Our first step was to watch the DVD included in the purchase. We buy a lot of fitness and sports equipment. Too often the DVD training is less than stellar. We were 10 – star impressed with the professionalism and information shared by each of the experts in the DVD. While too many knee and shoulder surgeries have provide us with lots of insights on rehab and the physiology of the body, the careful explanation of how the spine works and why the TRX system provides movement challenges in many different planes of motion was enlightening. 

It wasn’t long after watching the dvd that we set out to do the Beginner Workout. After the warm-up we did a few planks, a practice we like for controlled rotation using the entire body. Next we were ready for a session of producing rotation with the RIP Trainer. As Ed is returning to standup paddling after 5 months of shoulder rehab, mitigating the risk of future injury is a top priority. The expert guidance throughout the beginner workout was exactly the confidence-building we wanted.

This is certainly NOT to say that the beginner workout was easy-breezy. It’s incredible how versatile the workout intensity can be. Simply increasing the frequency of the movement or stepping further from the fixation point of the cord UPs the intensity. Both the spiral movement patterns and the unbalanced rotation of the force provided a controlled activity that worked the core and specific parts of the anatomy safely. As we are learning how complex even the easy to follow exercises are, we moved relatively slowly during our first session.

As the weather is turning cooler here in Oregon we won’t be able to get into the water as often as we like. For me, simply standing on my board in bare feet is fun. I love to practice balancing on my Indo  board with its smaller roller. With the addition of the TRX RIP Trainer to our workout area I decided to try using the Gigante cushion with the Indo board as the platform for trying some of the TRX training moves. I am absolutely NOT a fan of sit-ups.

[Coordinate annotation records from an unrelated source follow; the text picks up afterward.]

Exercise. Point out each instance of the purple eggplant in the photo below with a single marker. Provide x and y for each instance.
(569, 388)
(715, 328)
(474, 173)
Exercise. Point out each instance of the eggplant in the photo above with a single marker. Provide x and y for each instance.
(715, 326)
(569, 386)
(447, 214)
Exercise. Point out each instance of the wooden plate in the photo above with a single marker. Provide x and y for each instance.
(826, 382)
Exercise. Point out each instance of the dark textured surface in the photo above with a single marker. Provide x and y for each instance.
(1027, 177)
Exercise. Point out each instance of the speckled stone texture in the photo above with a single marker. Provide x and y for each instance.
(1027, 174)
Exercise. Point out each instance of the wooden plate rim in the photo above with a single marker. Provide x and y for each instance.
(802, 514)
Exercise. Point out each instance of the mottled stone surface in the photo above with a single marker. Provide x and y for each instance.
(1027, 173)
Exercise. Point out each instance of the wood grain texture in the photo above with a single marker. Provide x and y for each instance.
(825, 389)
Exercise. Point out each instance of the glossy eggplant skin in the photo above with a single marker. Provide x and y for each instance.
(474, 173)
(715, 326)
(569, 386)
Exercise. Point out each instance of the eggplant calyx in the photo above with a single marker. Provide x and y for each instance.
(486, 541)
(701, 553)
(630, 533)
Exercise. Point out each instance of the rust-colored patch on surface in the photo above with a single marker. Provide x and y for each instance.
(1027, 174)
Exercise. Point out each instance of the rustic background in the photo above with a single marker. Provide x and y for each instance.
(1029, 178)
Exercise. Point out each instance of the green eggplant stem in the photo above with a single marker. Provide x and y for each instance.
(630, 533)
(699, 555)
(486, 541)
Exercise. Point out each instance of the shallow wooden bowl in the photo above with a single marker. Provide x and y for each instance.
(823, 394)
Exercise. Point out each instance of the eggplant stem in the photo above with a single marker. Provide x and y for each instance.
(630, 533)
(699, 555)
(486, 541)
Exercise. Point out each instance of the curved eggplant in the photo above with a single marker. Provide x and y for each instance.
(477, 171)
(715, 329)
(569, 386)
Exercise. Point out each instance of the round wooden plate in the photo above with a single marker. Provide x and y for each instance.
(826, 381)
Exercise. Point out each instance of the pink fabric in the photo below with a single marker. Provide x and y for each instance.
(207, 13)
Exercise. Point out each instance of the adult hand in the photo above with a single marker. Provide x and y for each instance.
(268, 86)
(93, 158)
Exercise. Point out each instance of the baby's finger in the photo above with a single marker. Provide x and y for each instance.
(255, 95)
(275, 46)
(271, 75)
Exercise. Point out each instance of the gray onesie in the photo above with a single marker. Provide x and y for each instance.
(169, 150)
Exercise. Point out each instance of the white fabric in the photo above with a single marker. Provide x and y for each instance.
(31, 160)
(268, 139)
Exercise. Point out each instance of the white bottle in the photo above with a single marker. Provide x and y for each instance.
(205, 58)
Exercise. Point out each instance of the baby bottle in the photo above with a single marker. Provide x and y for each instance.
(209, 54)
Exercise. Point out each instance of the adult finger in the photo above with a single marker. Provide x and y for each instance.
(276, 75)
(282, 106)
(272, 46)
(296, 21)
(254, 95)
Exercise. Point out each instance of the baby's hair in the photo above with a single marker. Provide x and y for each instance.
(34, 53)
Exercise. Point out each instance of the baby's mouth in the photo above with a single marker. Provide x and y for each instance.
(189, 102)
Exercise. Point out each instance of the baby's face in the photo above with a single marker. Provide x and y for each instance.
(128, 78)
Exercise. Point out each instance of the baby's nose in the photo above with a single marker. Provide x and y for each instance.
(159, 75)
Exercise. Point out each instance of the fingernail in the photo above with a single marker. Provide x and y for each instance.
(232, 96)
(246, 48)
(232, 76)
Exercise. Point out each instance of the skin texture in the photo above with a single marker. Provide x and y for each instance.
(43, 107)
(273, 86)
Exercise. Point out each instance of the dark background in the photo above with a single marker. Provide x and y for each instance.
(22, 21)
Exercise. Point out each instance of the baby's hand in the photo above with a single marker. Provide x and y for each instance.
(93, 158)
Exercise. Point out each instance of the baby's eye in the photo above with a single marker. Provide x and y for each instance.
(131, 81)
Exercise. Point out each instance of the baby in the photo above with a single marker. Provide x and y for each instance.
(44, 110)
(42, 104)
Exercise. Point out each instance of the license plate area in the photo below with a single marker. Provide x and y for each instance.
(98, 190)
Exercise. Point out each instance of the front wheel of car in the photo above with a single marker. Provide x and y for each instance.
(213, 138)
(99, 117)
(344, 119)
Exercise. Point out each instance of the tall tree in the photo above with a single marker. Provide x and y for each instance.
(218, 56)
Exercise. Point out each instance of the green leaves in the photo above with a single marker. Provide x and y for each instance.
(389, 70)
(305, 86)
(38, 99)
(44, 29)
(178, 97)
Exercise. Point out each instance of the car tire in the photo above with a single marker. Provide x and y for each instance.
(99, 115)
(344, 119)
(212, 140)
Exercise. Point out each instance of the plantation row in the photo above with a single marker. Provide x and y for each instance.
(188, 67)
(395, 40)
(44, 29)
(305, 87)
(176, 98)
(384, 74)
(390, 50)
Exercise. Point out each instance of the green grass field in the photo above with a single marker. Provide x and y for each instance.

After a summer of paddling an hour or so 5 days a week I gained solid evidence of SUP as an ab exercise that delivers core strength and balance. What a foundation! In order not to lose that foundation during cooler months I decided to combine some moves. I fixed the TRX RIP Trainer a bit lower than usual (with the door connection, included). Standing in a stance with feet parallel on the Indo board on the Gigante cushion facing the door, I began to mimic paddle strokes. My lower hand was closest to the cord, on the low end of the “paddle.”  Slow and steady didn’t seem like much of a workout until the next day – wow! Quads and abs, even my lats were definitely worked! Be sure to do the same movements on each side for symmetry.

I have been following some great training suggestions on Suzie Cooney’s blog so I decided to quickly review some of her tips for using the TRX. If you search through the site you’ll find solid information and have the ability to connect for a custom session via Skype.